Consider a parallel with the problem of objectively interpreting observations: observations are always relative to the particular instrument or observation scheme employed. But we are often aware not only of the fact that observation schemes influence what we observe but also of how they influence observations and how much noise they are likely to produce so as to subtract them out. Hence, objective learning from observation is not a matter of getting free of arbitrary choices of instrument, but a matter of critically evaluating the extent of their influence to get at the underlying phenomenon.

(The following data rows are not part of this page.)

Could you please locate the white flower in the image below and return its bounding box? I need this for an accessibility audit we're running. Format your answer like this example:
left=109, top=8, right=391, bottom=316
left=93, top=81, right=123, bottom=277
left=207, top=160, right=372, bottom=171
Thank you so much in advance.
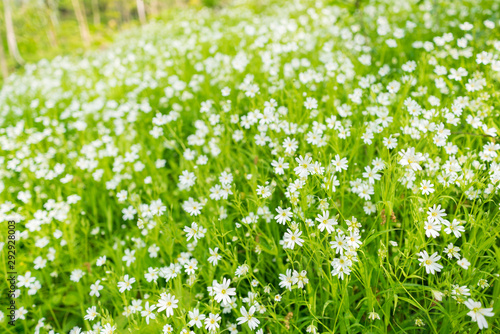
left=278, top=269, right=293, bottom=291
left=282, top=137, right=298, bottom=154
left=316, top=210, right=337, bottom=234
left=117, top=190, right=127, bottom=202
left=271, top=157, right=289, bottom=175
left=122, top=249, right=136, bottom=266
left=204, top=313, right=221, bottom=332
left=141, top=302, right=157, bottom=324
left=383, top=135, right=398, bottom=149
left=283, top=228, right=304, bottom=250
left=274, top=206, right=292, bottom=225
left=70, top=269, right=85, bottom=283
left=457, top=257, right=470, bottom=270
left=90, top=280, right=103, bottom=297
left=183, top=222, right=207, bottom=242
left=443, top=219, right=465, bottom=238
left=102, top=323, right=116, bottom=334
left=84, top=306, right=99, bottom=321
left=306, top=324, right=318, bottom=333
left=156, top=293, right=178, bottom=317
left=219, top=171, right=233, bottom=185
left=331, top=154, right=349, bottom=172
left=96, top=256, right=107, bottom=266
left=304, top=97, right=318, bottom=110
left=188, top=308, right=206, bottom=328
left=443, top=243, right=460, bottom=259
left=182, top=197, right=204, bottom=216
left=256, top=185, right=272, bottom=198
left=424, top=220, right=441, bottom=238
left=15, top=307, right=28, bottom=320
left=464, top=299, right=494, bottom=329
left=208, top=247, right=221, bottom=266
left=294, top=155, right=314, bottom=178
left=179, top=170, right=197, bottom=190
left=432, top=290, right=444, bottom=302
left=426, top=204, right=446, bottom=223
left=162, top=324, right=174, bottom=333
left=236, top=306, right=260, bottom=330
left=117, top=275, right=135, bottom=293
left=362, top=166, right=381, bottom=184
left=122, top=206, right=137, bottom=221
left=292, top=270, right=309, bottom=288
left=17, top=271, right=36, bottom=288
left=420, top=180, right=435, bottom=195
left=398, top=147, right=424, bottom=171
left=417, top=251, right=443, bottom=275
left=330, top=234, right=347, bottom=255
left=212, top=278, right=236, bottom=304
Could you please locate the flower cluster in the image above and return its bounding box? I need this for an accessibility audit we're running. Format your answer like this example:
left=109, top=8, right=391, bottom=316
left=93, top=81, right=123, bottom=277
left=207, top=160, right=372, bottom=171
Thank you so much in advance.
left=0, top=0, right=498, bottom=332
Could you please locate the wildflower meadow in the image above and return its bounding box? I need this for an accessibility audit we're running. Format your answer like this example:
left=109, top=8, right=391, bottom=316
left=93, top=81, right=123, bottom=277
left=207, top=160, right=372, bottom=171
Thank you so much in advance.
left=0, top=0, right=499, bottom=333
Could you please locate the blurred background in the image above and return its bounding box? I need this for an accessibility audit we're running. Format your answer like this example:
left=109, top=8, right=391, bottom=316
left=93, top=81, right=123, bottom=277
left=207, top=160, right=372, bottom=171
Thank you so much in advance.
left=0, top=0, right=230, bottom=81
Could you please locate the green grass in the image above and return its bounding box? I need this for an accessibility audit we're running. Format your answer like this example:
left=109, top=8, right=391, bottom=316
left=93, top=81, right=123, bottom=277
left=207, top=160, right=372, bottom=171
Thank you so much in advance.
left=0, top=0, right=499, bottom=333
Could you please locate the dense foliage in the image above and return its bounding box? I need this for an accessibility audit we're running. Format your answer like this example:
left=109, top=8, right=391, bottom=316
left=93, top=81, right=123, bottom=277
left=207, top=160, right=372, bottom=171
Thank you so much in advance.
left=1, top=0, right=499, bottom=333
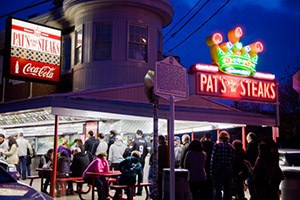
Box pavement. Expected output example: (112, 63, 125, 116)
(19, 178, 148, 200)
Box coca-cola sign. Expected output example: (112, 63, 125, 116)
(5, 18, 61, 83)
(10, 58, 60, 82)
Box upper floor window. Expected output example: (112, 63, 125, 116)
(129, 24, 148, 62)
(74, 26, 83, 64)
(95, 23, 112, 60)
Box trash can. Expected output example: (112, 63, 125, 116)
(162, 168, 190, 200)
(280, 168, 300, 200)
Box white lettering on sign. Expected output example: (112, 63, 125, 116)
(23, 63, 55, 78)
(12, 32, 60, 55)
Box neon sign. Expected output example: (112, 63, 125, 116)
(189, 64, 277, 103)
(206, 27, 263, 77)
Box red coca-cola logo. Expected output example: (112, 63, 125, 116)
(23, 63, 55, 78)
(10, 57, 60, 83)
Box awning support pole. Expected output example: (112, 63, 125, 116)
(50, 115, 59, 197)
(242, 126, 246, 150)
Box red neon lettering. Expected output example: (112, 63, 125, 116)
(200, 74, 207, 92)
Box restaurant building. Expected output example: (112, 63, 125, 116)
(0, 0, 278, 158)
(0, 0, 280, 197)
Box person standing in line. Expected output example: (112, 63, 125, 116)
(246, 132, 259, 200)
(174, 136, 182, 168)
(210, 131, 236, 200)
(0, 133, 8, 161)
(16, 132, 33, 180)
(232, 140, 248, 200)
(130, 130, 149, 196)
(180, 134, 191, 168)
(91, 133, 108, 157)
(2, 136, 19, 166)
(201, 132, 215, 200)
(184, 139, 207, 200)
(84, 130, 98, 161)
(245, 142, 284, 200)
(107, 130, 117, 155)
(26, 143, 35, 177)
(108, 135, 127, 170)
(158, 135, 169, 200)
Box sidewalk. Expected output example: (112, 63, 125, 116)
(19, 178, 147, 200)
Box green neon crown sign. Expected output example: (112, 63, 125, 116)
(206, 27, 263, 77)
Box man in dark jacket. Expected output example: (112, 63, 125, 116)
(129, 130, 149, 195)
(114, 150, 143, 200)
(84, 130, 97, 161)
(70, 147, 90, 177)
(246, 132, 259, 200)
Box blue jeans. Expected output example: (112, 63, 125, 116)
(17, 156, 27, 180)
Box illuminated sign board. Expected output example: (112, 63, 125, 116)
(189, 64, 277, 103)
(206, 27, 263, 77)
(4, 18, 61, 83)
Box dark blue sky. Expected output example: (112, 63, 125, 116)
(1, 0, 300, 80)
(164, 0, 300, 80)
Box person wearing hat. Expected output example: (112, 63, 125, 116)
(129, 130, 149, 196)
(174, 136, 182, 168)
(210, 130, 235, 200)
(108, 135, 127, 170)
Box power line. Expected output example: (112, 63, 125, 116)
(163, 0, 204, 39)
(0, 0, 52, 19)
(164, 0, 210, 44)
(167, 0, 231, 52)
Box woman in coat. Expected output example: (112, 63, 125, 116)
(3, 136, 19, 166)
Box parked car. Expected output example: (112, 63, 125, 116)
(278, 149, 300, 200)
(279, 148, 300, 168)
(0, 166, 52, 200)
(0, 160, 20, 180)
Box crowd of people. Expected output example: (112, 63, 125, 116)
(0, 129, 284, 200)
(173, 131, 284, 200)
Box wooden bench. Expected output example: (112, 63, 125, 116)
(27, 175, 40, 186)
(56, 177, 85, 197)
(110, 182, 153, 200)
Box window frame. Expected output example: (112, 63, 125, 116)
(94, 22, 113, 61)
(128, 23, 148, 62)
(74, 25, 83, 65)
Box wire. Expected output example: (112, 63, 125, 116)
(164, 0, 210, 44)
(163, 0, 204, 39)
(167, 0, 231, 52)
(0, 0, 52, 19)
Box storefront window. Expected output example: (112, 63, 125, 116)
(36, 136, 54, 155)
(94, 23, 112, 60)
(129, 24, 148, 61)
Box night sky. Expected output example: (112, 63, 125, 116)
(1, 0, 300, 80)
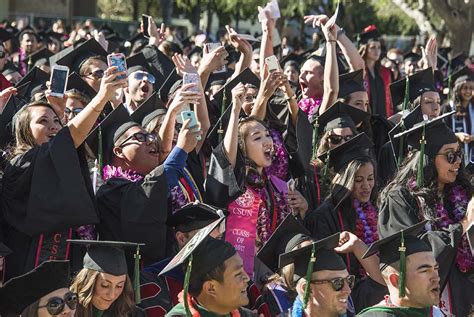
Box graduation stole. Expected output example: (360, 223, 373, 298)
(34, 228, 73, 267)
(451, 106, 470, 165)
(226, 175, 288, 278)
(363, 66, 393, 117)
(178, 167, 202, 203)
(184, 294, 240, 317)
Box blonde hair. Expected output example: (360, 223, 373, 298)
(70, 269, 135, 317)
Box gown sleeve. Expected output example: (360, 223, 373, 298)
(204, 142, 246, 208)
(284, 109, 313, 179)
(1, 127, 98, 236)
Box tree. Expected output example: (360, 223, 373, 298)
(390, 0, 473, 54)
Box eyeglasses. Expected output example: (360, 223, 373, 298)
(437, 149, 464, 164)
(0, 51, 6, 58)
(133, 71, 156, 84)
(38, 292, 78, 315)
(328, 134, 353, 145)
(82, 69, 105, 80)
(118, 132, 157, 147)
(244, 95, 257, 102)
(64, 107, 84, 117)
(310, 275, 355, 291)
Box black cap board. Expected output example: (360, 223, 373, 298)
(318, 132, 374, 173)
(0, 242, 12, 257)
(130, 91, 166, 126)
(280, 53, 304, 68)
(14, 66, 49, 100)
(0, 260, 70, 315)
(390, 68, 436, 106)
(27, 47, 54, 68)
(50, 38, 107, 73)
(318, 101, 370, 135)
(157, 67, 181, 103)
(0, 27, 14, 42)
(404, 52, 421, 63)
(448, 66, 473, 88)
(66, 72, 97, 99)
(357, 27, 379, 46)
(167, 201, 225, 233)
(0, 94, 26, 148)
(338, 69, 365, 98)
(85, 104, 139, 166)
(2, 61, 20, 77)
(256, 214, 312, 273)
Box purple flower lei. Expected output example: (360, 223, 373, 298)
(435, 185, 473, 272)
(353, 199, 379, 245)
(264, 128, 290, 181)
(102, 165, 144, 182)
(298, 97, 322, 121)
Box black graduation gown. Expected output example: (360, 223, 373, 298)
(377, 141, 398, 186)
(76, 305, 146, 317)
(304, 199, 387, 313)
(361, 115, 394, 161)
(96, 164, 172, 269)
(378, 185, 473, 317)
(1, 128, 98, 280)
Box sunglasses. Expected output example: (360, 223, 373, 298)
(311, 275, 355, 291)
(0, 51, 6, 58)
(64, 107, 84, 117)
(133, 71, 156, 84)
(82, 69, 105, 80)
(118, 132, 157, 147)
(328, 134, 353, 145)
(38, 292, 78, 315)
(437, 149, 464, 164)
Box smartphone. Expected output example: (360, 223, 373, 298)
(205, 43, 226, 73)
(181, 110, 201, 141)
(287, 179, 296, 192)
(265, 55, 279, 73)
(142, 14, 150, 38)
(182, 72, 200, 93)
(107, 53, 127, 80)
(49, 65, 69, 97)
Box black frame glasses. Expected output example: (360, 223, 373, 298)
(37, 291, 78, 315)
(437, 149, 464, 164)
(64, 107, 84, 117)
(328, 134, 353, 145)
(118, 132, 157, 147)
(82, 69, 105, 80)
(310, 275, 355, 291)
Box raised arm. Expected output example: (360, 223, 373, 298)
(319, 21, 339, 114)
(226, 25, 253, 79)
(198, 45, 228, 89)
(224, 83, 246, 168)
(259, 8, 276, 79)
(67, 67, 127, 148)
(251, 66, 284, 120)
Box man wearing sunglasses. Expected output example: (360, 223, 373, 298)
(124, 53, 156, 113)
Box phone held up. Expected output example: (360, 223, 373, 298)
(181, 110, 201, 141)
(107, 53, 127, 80)
(265, 55, 279, 73)
(49, 65, 70, 97)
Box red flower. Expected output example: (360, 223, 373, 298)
(364, 25, 377, 33)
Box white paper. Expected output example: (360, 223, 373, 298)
(236, 34, 260, 42)
(326, 1, 340, 28)
(258, 0, 280, 21)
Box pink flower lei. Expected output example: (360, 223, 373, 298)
(435, 185, 473, 272)
(353, 199, 379, 245)
(102, 165, 144, 182)
(298, 97, 322, 121)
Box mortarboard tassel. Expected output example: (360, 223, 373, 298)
(311, 115, 320, 161)
(401, 76, 409, 112)
(218, 89, 227, 144)
(397, 77, 410, 167)
(134, 245, 142, 304)
(98, 126, 103, 178)
(303, 243, 316, 309)
(416, 125, 426, 187)
(447, 59, 453, 101)
(183, 254, 193, 317)
(398, 230, 407, 297)
(397, 121, 405, 167)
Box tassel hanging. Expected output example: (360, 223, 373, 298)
(311, 115, 320, 161)
(398, 230, 407, 298)
(416, 126, 426, 187)
(183, 254, 194, 317)
(218, 89, 227, 144)
(303, 243, 316, 309)
(133, 245, 142, 304)
(98, 126, 103, 178)
(402, 76, 410, 112)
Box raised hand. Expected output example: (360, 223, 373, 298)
(287, 189, 309, 219)
(421, 35, 438, 70)
(231, 82, 247, 112)
(199, 45, 228, 75)
(168, 83, 202, 113)
(172, 53, 198, 77)
(304, 14, 329, 28)
(97, 66, 128, 101)
(142, 16, 166, 47)
(226, 25, 252, 56)
(334, 231, 362, 254)
(176, 118, 202, 153)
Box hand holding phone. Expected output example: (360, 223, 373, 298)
(287, 179, 296, 192)
(50, 65, 70, 97)
(181, 110, 201, 141)
(205, 43, 226, 73)
(142, 14, 151, 38)
(182, 72, 200, 93)
(265, 55, 280, 73)
(107, 53, 127, 80)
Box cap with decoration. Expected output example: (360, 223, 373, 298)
(357, 25, 380, 46)
(167, 200, 226, 233)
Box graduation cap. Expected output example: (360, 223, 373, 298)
(0, 242, 12, 257)
(362, 221, 430, 297)
(448, 66, 473, 88)
(318, 101, 370, 135)
(50, 38, 107, 72)
(0, 27, 14, 42)
(66, 72, 97, 99)
(126, 52, 161, 89)
(318, 132, 374, 173)
(0, 94, 26, 148)
(338, 69, 365, 98)
(0, 260, 70, 315)
(27, 47, 54, 68)
(357, 25, 380, 46)
(167, 200, 225, 233)
(394, 110, 457, 186)
(209, 68, 261, 142)
(404, 52, 421, 63)
(390, 68, 436, 107)
(69, 240, 145, 304)
(85, 104, 139, 170)
(159, 217, 230, 316)
(207, 69, 231, 89)
(16, 25, 39, 41)
(130, 91, 166, 126)
(279, 233, 346, 308)
(2, 61, 20, 77)
(187, 45, 203, 58)
(157, 68, 180, 103)
(14, 66, 49, 100)
(280, 53, 304, 69)
(256, 214, 312, 273)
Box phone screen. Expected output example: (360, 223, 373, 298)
(108, 54, 127, 80)
(51, 69, 68, 95)
(182, 72, 200, 93)
(142, 15, 150, 38)
(205, 43, 226, 73)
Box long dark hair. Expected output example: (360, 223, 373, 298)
(379, 150, 472, 221)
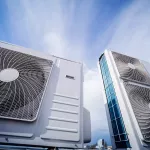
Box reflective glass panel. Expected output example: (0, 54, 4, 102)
(99, 55, 130, 148)
(120, 134, 128, 141)
(111, 93, 117, 105)
(111, 120, 118, 135)
(116, 118, 126, 134)
(114, 135, 120, 142)
(113, 104, 121, 118)
(107, 96, 112, 108)
(109, 107, 115, 120)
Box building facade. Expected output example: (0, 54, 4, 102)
(98, 50, 150, 149)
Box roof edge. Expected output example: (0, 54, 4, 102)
(0, 40, 83, 65)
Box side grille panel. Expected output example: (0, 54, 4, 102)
(124, 83, 150, 142)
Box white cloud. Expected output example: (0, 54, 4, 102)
(105, 0, 150, 62)
(43, 32, 67, 57)
(83, 66, 109, 133)
(5, 0, 98, 62)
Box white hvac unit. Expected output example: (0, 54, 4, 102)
(0, 42, 91, 149)
(111, 51, 150, 148)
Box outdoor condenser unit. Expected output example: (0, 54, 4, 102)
(112, 51, 150, 145)
(0, 42, 91, 149)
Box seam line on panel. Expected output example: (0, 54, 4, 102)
(52, 100, 78, 107)
(50, 108, 78, 114)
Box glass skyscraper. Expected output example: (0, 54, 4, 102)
(100, 55, 130, 148)
(99, 50, 150, 150)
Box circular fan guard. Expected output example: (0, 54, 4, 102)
(112, 52, 150, 84)
(0, 48, 52, 121)
(125, 83, 150, 142)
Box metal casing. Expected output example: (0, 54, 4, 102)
(0, 41, 85, 148)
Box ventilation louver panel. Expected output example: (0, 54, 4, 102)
(112, 52, 150, 85)
(0, 47, 52, 121)
(124, 83, 150, 142)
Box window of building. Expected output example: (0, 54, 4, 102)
(109, 107, 115, 120)
(113, 104, 121, 118)
(114, 135, 120, 142)
(99, 55, 131, 148)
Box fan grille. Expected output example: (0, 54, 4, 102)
(112, 52, 150, 85)
(124, 83, 150, 142)
(0, 47, 52, 121)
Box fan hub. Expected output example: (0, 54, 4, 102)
(128, 63, 136, 69)
(0, 68, 19, 82)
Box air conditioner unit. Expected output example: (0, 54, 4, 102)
(0, 42, 91, 149)
(111, 51, 150, 147)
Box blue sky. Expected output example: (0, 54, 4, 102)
(0, 0, 131, 67)
(0, 0, 150, 146)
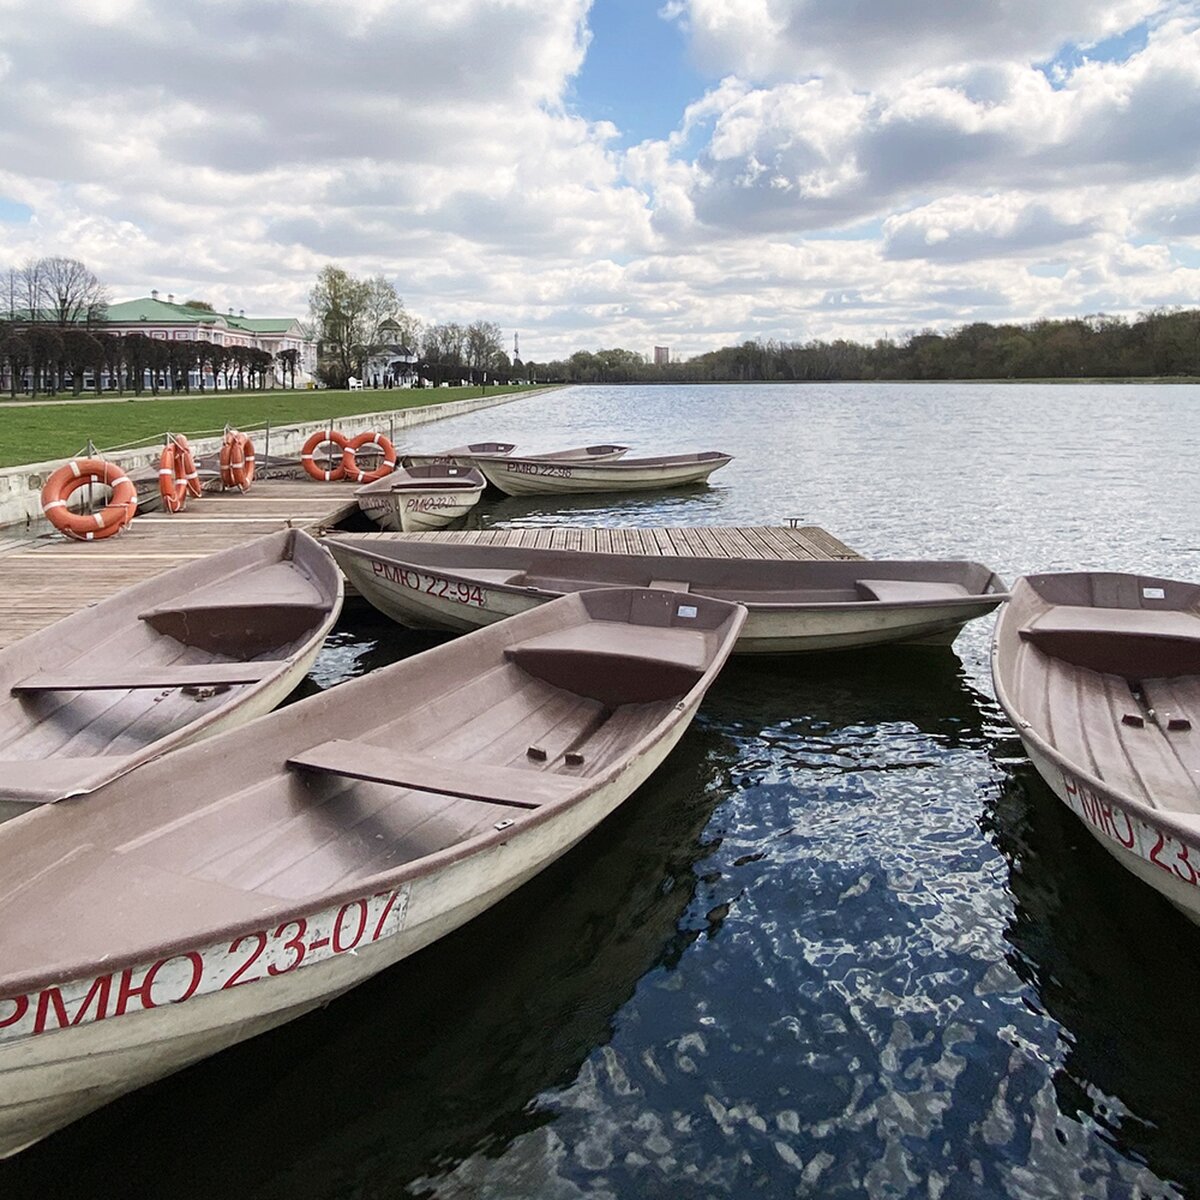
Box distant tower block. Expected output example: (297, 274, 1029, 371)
(654, 346, 670, 365)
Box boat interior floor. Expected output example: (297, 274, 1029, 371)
(1017, 605, 1200, 813)
(118, 665, 673, 903)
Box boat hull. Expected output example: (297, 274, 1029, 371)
(332, 545, 1001, 651)
(0, 694, 699, 1156)
(991, 571, 1200, 925)
(1013, 735, 1200, 924)
(356, 486, 484, 532)
(476, 455, 730, 496)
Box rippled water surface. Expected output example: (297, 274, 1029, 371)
(4, 382, 1200, 1199)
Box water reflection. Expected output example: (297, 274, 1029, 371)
(987, 762, 1200, 1196)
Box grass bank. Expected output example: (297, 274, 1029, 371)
(0, 385, 542, 469)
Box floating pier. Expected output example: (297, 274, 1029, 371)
(364, 524, 862, 560)
(0, 479, 861, 649)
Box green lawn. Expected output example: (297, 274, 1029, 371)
(0, 385, 542, 469)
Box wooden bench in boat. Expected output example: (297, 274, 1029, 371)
(288, 739, 581, 809)
(1020, 606, 1200, 678)
(854, 579, 973, 603)
(12, 659, 291, 692)
(505, 620, 710, 704)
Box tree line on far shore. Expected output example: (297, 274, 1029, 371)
(524, 308, 1200, 384)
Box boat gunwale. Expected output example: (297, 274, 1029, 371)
(0, 589, 747, 999)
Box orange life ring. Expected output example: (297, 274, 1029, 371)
(176, 435, 203, 498)
(301, 429, 348, 481)
(219, 431, 255, 492)
(341, 431, 397, 483)
(40, 458, 138, 541)
(158, 443, 188, 513)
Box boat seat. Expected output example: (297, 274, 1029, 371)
(12, 659, 290, 692)
(505, 621, 709, 704)
(1020, 606, 1200, 678)
(452, 569, 526, 586)
(139, 601, 328, 653)
(287, 739, 580, 809)
(855, 579, 973, 603)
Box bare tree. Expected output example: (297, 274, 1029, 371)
(40, 256, 109, 327)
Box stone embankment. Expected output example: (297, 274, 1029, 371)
(0, 388, 535, 530)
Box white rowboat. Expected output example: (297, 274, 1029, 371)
(323, 535, 1007, 654)
(992, 571, 1200, 923)
(355, 465, 486, 532)
(0, 529, 342, 823)
(0, 587, 745, 1156)
(474, 451, 731, 497)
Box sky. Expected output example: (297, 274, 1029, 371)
(0, 0, 1198, 362)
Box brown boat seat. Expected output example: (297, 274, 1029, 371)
(12, 659, 289, 692)
(505, 622, 709, 704)
(855, 579, 973, 603)
(1020, 606, 1200, 678)
(287, 739, 580, 809)
(139, 601, 328, 653)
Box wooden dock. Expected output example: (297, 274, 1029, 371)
(0, 479, 860, 648)
(0, 480, 359, 649)
(376, 525, 861, 560)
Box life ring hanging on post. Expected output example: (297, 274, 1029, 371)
(40, 458, 138, 541)
(219, 430, 255, 492)
(341, 432, 397, 483)
(158, 440, 188, 513)
(301, 429, 348, 482)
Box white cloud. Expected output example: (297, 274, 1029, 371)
(670, 0, 1171, 85)
(0, 0, 1197, 359)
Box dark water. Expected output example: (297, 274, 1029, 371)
(3, 382, 1200, 1199)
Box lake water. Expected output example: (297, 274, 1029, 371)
(3, 382, 1200, 1199)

For a similar analogy, the fact that my weight shows up as k pounds reflects the convention (in the United States) of using the pound as a unit of measurement on a particular type of scale. But given the convention of using this scale, whether or not my weight shows up as k pounds is a matter of how much I weigh!*
Likewise, the result of a statistical test is only partly determined by the specification of the tests (e.g., when a result counts as statistically significant); it is also determined by the underlying scientific phenomenon, at least as modeled. What enables objective learning to take place is the possibility of devising means for recognizing and effectively “subtracting out” the influence of test specifications, in order to learn about the underlying phenomenon, as modeled.
Focusing just on statistical inference, we can distinguish between an objective statistical inference, and an objective statistical method of inference. A specific statistical inference is objectively warranted, if it has passed a severe test; a statistical method is objective by being able to evaluate and control (at least approximately) the error probabilities needed for a severity appraisal. This also requires the method to communicate the information needed to conduct the error statistical evaluation (or report it as problematic).
It should be kept in mind that we are after the dual aims of severity and informativeness. Merely stating tautologies is to state objectively true claims, but they are not informative. But, it is vital to have a notion of objectivity, and we should stop feeling that we have to say, well there are objective and subjective elements in all methods; we cannot avoid dirty hands in discretionary choices of specification, so all inference methods do about as well when it comes to the criteria of objectivity. They do not.
*Which, in turn, is a matter of my having overeaten in London.